Figures from the Antique was the title of the latest instalment of the Wigmore's Bostridge Project: Ancient and Modern, in which Ian Bostridge and some of his regular musical collaborators examine ways in which composers re-invent history and myth in the image of their own times.
On this occasion, he shared the platform with Angelika Kirchschlager and the programme consisted of 18th- and 20th-century solo cantatas on classical themes.
The evening ultimately belonged to Kirchschlager, who closed it with a startling performance of Britten's Phaedra. Britten wrote the cantata in 1975 for Janet Baker, who sang it with tragic nobility and restraint. Kirchschlager, altogether less contained in it, views it in terms of obsessional neurosis, reaching near mania in Phaedra's catastrophic declaration of love to Hippolytus.
There were occasional imperfections. She dropped too many consonants and her full-throttle approach occasionally felt unremitting. But she made us rethink the work from scratch, which is always the mark of a major reinterpretation. And Kirchschlager's performance was unquestionably that.
The rest of the evening, though often superb, didn't have quite the same impact. Kirchschlager's wild way with Phaedra also characterised her performance of Handel's Lucrezia, though weakened its force by being score-bound throughout. Bostridge, at his freshest and least mannered, had fun with Alessandro Scarlatti's Io Son Neron l'Imperator del Mondo and delivered Satie's La Mort de Socrate with wonderful limpidity and elegance.

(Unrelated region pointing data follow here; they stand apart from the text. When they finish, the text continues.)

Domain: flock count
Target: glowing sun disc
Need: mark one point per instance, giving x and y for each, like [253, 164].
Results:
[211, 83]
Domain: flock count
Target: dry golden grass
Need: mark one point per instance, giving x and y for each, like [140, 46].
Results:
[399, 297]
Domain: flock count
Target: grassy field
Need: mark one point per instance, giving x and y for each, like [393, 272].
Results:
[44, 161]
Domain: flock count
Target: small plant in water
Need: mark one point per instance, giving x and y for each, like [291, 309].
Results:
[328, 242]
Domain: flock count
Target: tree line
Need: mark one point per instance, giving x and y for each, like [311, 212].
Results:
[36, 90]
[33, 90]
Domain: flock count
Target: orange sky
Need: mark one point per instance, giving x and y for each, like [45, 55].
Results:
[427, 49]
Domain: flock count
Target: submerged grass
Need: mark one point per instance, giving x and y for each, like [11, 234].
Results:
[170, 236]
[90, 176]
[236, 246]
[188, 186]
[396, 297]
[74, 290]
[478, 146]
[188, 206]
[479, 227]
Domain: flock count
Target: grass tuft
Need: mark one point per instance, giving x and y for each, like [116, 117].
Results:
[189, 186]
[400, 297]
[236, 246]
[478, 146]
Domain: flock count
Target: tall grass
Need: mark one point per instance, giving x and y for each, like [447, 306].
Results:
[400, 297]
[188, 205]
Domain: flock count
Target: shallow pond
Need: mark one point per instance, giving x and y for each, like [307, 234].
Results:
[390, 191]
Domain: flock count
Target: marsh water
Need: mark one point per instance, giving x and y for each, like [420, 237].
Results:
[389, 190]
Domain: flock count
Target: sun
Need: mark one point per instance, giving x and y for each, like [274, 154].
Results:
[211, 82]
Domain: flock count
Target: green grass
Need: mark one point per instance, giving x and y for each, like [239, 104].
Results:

Two instrumental ensembles were involved. The Aurora Orchestra under Nicholas Collon impressed in Satie and Britten. Laurence Cummings and the period instruments of the English Concert did fine things with Handel and Scarlatti. They also gave us Corelli's D Minor Sonata for Violin and Continuo "La Follia", its exacting solo lines beautifully sculpted by Nadja Zwiener.